Learning Theory from First Principles [pdf]

miltava · 2025-03-27T22:58:00 1743116280

This looks interesting. Does anyone knows how it compares to other learning theory books like foundations of machine learning [1] in terms of depth and approachability?

[1] https://cs.nyu.edu/~mohri/mlbook/

mikhael · 2025-03-27T23:23:06 1743117786

Learning From Data: https://amlbook.com/

esafak · 2025-03-27T22:43:42 1743115422

https://francisbach.com/my-book-is-out/

https://mitpress.mit.edu/9780262049443/learning-theory-from-...

commandersaki · 2025-03-28T05:03:38 1743138218

Ah damn I was hoping this would be a position paper on why learning _theory_ from first principles is a good idea.

drsopp · 2025-03-28T06:03:15 1743141795

I was hoping the paper was on _learning_ theory.

amelius · 2025-03-28T11:55:45 1743162945

It is a book on that. Not sure why they left out "machine" from "machine learning".

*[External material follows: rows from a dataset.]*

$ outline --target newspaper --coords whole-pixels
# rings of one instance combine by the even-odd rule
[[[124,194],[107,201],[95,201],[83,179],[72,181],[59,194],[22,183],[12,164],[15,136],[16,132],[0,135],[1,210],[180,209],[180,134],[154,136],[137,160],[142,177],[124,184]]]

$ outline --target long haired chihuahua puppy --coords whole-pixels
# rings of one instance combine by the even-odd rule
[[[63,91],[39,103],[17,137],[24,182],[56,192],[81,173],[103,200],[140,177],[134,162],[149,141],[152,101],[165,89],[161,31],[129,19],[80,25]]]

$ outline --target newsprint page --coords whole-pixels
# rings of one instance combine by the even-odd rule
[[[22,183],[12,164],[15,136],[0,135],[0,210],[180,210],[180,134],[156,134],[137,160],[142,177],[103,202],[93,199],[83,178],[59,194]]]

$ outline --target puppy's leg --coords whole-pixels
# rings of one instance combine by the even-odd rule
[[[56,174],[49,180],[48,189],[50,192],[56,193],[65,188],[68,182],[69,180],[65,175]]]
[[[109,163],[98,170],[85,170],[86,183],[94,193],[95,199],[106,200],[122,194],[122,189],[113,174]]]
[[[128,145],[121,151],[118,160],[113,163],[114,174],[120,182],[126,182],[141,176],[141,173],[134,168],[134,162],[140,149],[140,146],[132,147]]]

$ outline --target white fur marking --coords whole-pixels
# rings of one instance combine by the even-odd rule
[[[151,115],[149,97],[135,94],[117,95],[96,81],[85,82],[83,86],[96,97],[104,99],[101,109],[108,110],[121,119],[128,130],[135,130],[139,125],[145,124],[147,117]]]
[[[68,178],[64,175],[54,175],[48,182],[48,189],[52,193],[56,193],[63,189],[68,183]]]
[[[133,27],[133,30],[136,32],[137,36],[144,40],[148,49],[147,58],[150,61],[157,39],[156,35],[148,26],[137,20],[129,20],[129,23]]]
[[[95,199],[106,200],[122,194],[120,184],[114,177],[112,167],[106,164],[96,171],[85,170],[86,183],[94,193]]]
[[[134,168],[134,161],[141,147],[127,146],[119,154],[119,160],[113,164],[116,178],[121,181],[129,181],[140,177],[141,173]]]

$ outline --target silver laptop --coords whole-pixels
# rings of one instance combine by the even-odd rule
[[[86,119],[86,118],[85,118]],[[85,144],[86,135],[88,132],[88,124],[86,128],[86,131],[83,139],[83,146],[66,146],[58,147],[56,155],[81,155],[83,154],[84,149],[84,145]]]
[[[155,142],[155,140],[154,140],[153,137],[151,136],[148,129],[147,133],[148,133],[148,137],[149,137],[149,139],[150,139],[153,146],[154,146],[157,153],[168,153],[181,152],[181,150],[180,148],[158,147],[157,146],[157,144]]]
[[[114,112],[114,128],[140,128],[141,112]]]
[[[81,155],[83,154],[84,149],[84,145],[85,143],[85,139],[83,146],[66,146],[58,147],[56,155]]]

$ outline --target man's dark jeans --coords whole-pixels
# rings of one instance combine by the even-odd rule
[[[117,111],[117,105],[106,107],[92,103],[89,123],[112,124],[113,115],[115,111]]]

grg0 · 2025-03-28T02:23:35 1743128615

Good resource, boys. Thanks for sharing.

almostgotcaught · 2025-03-28T00:10:57 1743120657

I honestly don't understand why people write these books anymore. Let me explain: there used to be a lot of these kinds survey books that start with linear regression and end at... something classical. I can rattle off a lot of titles (Pattern Recognition and Machine Learning, Elements of Statistical Learning, Intro to Statistical Learning, blah blah blah). They all covered the same material at various levels of sophistication (some of them covered meta theory like PAC learning or shattering dimension or empirical risk minimization or whatever). Some of them took the statistical approach and some of them took the optimization approach. Again: blah blah blah. The synthesis/summary is/was there is no grand unified theory of machine learning and everyone saw that it should be clear.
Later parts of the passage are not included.